Building an eCommerce System with DDD and CQRS

Managing product categories is one of the most important components of an E-Commerce system. Along with order management and shipping, it forms the three main pillars of an E-Commerce system. Therefore, building a product category management system plays a crucial role in the overall architecture. It must meet the following objectives:

Product Model

Managing diverse product attributes:

  • This involves effectively managing the diverse attributes associated with each product, such as size, color, material, and any other relevant characteristics.
  • The system should provide functionalities to add, edit, and delete attributes as needed.
  • Additionally, it should allow for the creation of custom attributes to accommodate unique product specifications.

Ease of maintenance and scalability:

  • The system should be designed for easy maintenance and scalability in terms of both business requirements and system infrastructure.
  • It should support modular architecture, allowing components to be added or modified without disrupting the overall system functionality.
  • Furthermore, the system should be flexible enough to adapt to changing business needs and accommodate future expansions without requiring extensive redevelopment.
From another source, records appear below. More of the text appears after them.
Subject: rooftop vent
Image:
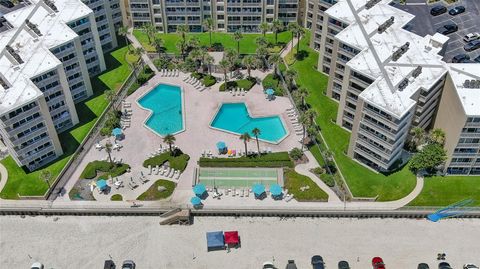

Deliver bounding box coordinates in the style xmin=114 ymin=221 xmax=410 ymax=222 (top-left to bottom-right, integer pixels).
xmin=5 ymin=45 xmax=23 ymax=64
xmin=392 ymin=42 xmax=410 ymax=62
xmin=463 ymin=79 xmax=480 ymax=89
xmin=43 ymin=0 xmax=58 ymax=13
xmin=365 ymin=0 xmax=382 ymax=9
xmin=378 ymin=16 xmax=395 ymax=34
xmin=412 ymin=66 xmax=422 ymax=78
xmin=25 ymin=20 xmax=42 ymax=36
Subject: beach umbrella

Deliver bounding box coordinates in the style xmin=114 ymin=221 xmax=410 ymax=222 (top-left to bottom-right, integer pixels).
xmin=270 ymin=184 xmax=282 ymax=196
xmin=252 ymin=184 xmax=265 ymax=196
xmin=193 ymin=183 xmax=207 ymax=196
xmin=190 ymin=196 xmax=202 ymax=205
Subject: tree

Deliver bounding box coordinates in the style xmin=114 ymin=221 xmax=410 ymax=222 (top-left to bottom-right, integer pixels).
xmin=163 ymin=134 xmax=176 ymax=155
xmin=233 ymin=31 xmax=243 ymax=54
xmin=152 ymin=36 xmax=163 ymax=58
xmin=428 ymin=128 xmax=445 ymax=146
xmin=410 ymin=143 xmax=447 ymax=173
xmin=240 ymin=132 xmax=252 ymax=155
xmin=272 ymin=20 xmax=283 ymax=44
xmin=242 ymin=55 xmax=257 ymax=78
xmin=252 ymin=127 xmax=261 ymax=155
xmin=203 ymin=18 xmax=214 ymax=47
xmin=105 ymin=141 xmax=113 ymax=166
xmin=258 ymin=22 xmax=270 ymax=37
xmin=40 ymin=169 xmax=53 ymax=189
High-performance capabilities:

  • The system should be capable of meeting high-performance requirements to ensure smooth and efficient operation, even under heavy loads.
  • It should optimize database queries, caching mechanisms, and other performance-enhancing techniques to minimize response times and maximize throughput.
  • Scalability measures such as load balancing and horizontal scaling should be implemented to handle increasing traffic and user demands.

Integration challenges resolution:

  • The system should address integration challenges seamlessly by providing standardized interfaces and protocols for communication with other systems.
  • It should support data exchange formats such as JSON, XML, or RESTful APIs to facilitate smooth integration with external systems.
  • Robust error handling mechanisms should be in place to handle integration failures gracefully and ensure data consistency across integrated systems.”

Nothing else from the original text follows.